When Chris began serving his prison sentence he was an eighteen-year-old alcoholic, drug addict, and high school drop out. Since that time he has obtained his GED, earned 60 credits towards an associate degree and is currently working on a vocational degree in auto body repair.
Chris participates in alcoholics anonymous and narcotics anonymous (AA/NA) on a regular basis. In addition, Chris has completed the violent offenders program and Moral Reconation (MR) program. Experience and research have shown the MR program is successful in reducing failure rates for persons released from incarceration by statistically significant margins. Although he has completed the course, he has chosen to remain in the group as a sustaining participant and has taken on more of a leadership role by assisting new comers to the group, which is an indication of his motivation to continue his progress.

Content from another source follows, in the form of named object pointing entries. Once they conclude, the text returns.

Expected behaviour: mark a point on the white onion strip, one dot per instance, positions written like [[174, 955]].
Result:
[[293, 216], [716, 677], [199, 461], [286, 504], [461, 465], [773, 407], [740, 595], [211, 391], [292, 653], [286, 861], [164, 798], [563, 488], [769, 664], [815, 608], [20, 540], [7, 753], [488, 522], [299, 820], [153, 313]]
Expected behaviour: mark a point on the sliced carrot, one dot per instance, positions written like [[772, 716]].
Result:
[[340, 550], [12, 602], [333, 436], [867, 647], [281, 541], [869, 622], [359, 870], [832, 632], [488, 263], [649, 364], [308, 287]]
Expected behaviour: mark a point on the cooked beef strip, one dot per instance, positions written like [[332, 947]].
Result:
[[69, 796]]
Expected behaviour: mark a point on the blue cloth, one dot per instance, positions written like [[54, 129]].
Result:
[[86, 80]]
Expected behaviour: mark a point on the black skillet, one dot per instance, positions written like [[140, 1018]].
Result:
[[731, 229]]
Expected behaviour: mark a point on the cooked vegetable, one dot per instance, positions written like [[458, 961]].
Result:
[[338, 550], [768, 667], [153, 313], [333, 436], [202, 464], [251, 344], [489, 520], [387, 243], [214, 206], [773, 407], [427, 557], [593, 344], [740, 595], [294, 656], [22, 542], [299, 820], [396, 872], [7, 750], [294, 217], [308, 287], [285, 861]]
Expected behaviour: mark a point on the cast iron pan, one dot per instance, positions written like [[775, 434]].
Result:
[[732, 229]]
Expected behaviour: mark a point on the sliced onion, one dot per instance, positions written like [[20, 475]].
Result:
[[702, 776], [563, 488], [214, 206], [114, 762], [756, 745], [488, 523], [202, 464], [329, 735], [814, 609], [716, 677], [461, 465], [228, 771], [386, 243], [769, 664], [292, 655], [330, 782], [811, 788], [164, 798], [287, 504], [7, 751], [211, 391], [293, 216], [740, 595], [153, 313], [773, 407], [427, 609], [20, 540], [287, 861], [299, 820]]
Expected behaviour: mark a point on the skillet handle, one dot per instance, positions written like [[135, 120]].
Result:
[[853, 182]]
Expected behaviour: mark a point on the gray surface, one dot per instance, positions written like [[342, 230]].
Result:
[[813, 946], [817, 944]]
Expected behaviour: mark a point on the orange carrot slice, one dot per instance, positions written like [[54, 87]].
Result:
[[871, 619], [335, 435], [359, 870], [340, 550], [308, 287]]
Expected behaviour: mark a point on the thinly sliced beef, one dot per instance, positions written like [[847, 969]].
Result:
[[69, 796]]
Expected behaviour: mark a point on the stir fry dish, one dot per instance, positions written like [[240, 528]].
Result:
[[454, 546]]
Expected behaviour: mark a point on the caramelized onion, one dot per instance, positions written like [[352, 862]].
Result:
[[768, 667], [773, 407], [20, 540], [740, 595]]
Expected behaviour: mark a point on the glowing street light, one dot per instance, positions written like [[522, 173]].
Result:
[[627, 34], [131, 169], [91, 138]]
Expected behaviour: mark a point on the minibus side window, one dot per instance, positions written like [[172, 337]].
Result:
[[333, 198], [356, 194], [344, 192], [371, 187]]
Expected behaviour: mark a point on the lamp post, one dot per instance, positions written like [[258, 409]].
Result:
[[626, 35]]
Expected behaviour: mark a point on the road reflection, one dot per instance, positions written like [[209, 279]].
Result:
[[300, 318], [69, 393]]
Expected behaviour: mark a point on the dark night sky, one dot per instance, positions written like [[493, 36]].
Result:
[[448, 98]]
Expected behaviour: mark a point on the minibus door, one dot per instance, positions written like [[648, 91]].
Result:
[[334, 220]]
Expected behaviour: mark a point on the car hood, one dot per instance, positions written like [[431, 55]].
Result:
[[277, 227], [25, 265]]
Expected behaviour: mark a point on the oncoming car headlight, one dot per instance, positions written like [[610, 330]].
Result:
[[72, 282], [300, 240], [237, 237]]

If granted parole, arrangements have been made for us to live outside of the county in which the victim’s family resides. If the parole board feels it would be in the best interest of the victim’s family, we are willing to relocate to another state. In order to assist Chris’s transition to the community, and continue his drug/alcohol prevention, arrangements will be made for him to receive therapy through a mental health and addiction services health center.

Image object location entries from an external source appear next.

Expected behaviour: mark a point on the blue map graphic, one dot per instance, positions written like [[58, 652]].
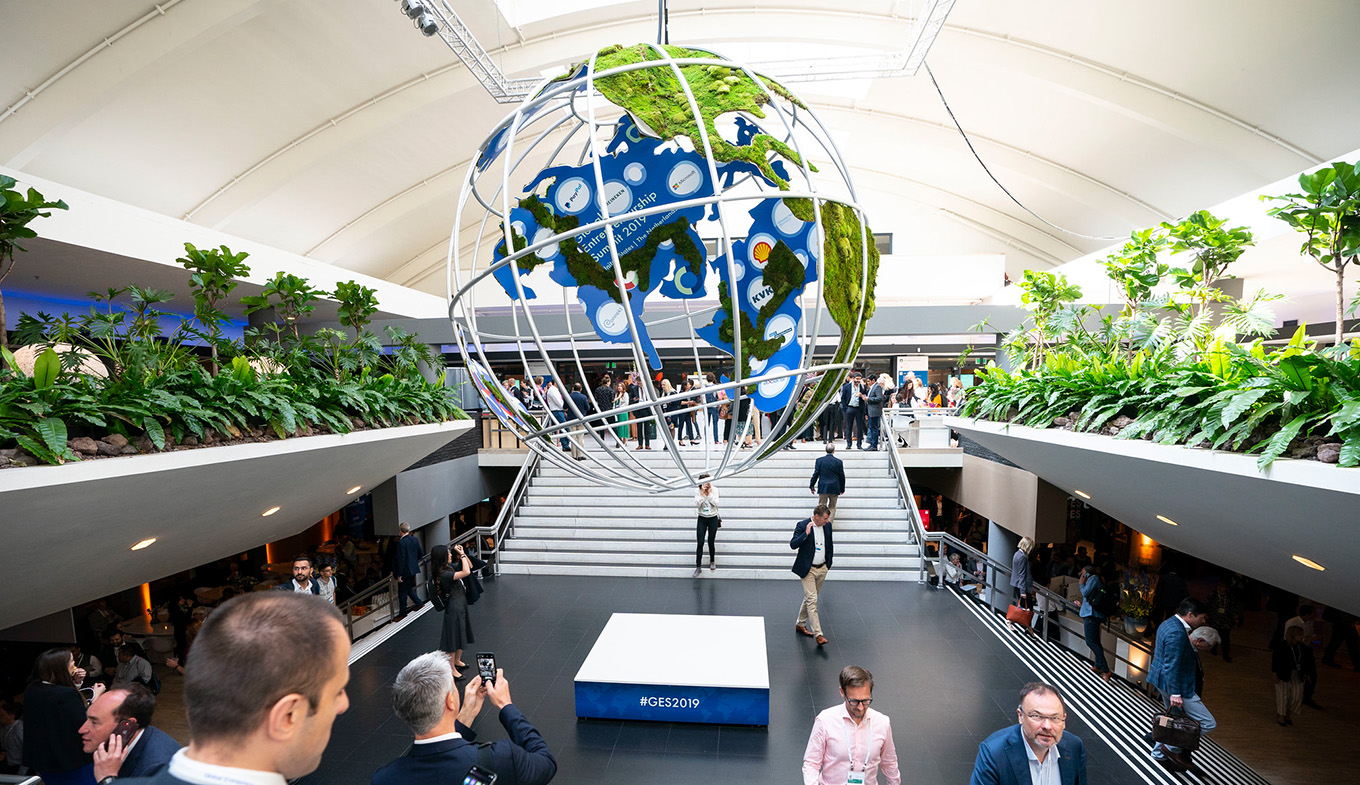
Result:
[[639, 173]]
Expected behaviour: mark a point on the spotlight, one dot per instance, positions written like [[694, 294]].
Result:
[[427, 25]]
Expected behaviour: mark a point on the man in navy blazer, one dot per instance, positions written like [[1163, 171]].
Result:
[[426, 698], [1173, 672], [812, 540], [828, 479], [405, 566], [1032, 748], [150, 748]]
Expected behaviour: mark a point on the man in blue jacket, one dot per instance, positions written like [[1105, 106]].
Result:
[[147, 751], [405, 568], [1035, 750], [828, 479], [426, 698], [1173, 672], [812, 540]]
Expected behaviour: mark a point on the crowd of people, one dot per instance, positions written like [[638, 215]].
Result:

We feel that in order for you to make an informed decision to weather you are in favor of Chris making parole, you need to be aware of the crime. We recognize that many citizens will feel safer in our society knowing that a young man capable of such a reckless act received a life sentence, and we accept that opinion. In no way do we mean to minimize the seriousness of this crime, but as quoted by Victor Frankl, “We can’t go back and make a brand new start, but we can start now to make a brand new end.”
The events that resulted in the murder charge occurred after Chris, the deceased, and others had been heavily drinking alcohol and using marijuana over a prolonged period of time. The evidence revealed that the victim died as the result of one of two gunshot wounds to the head.
Despite the fact that there was no direct proof of the events immediately preceding the shooting, no evidence at all of any motive by Chris to harm the victim and uncontraverted evidence of extensive alcohol and substance abuse by both Chris and the deceased, the jury found Chris guilty of murder, and chose the maximum penalty of life imprisonment for that charge. In doing so, the jury rejected the defense of intoxication, which could have lessened the degree of the offense.
We pray that you will support the release of Chris to parole, thereby demonstrating to the parole board that the public still wants the department of corrections to show that prison still has for some the capacity for effecting reform, for stimulating correction and inducing penitence. We thank you for your time. Please view site http://www.PetitionOnline.com/Chris/petition.html
Something to think about:
Keep on loving each other as brothers. Do not forget to entertain strangers, for by so doing some people have entertained angels without knowing it. Remember those in prison as if you were their fellow prisoners, and those who are mistreated as if you yourselves were suffering. (Hebrews 13:1-3)
“…where alcohol has been involved, we have been strangely insane.”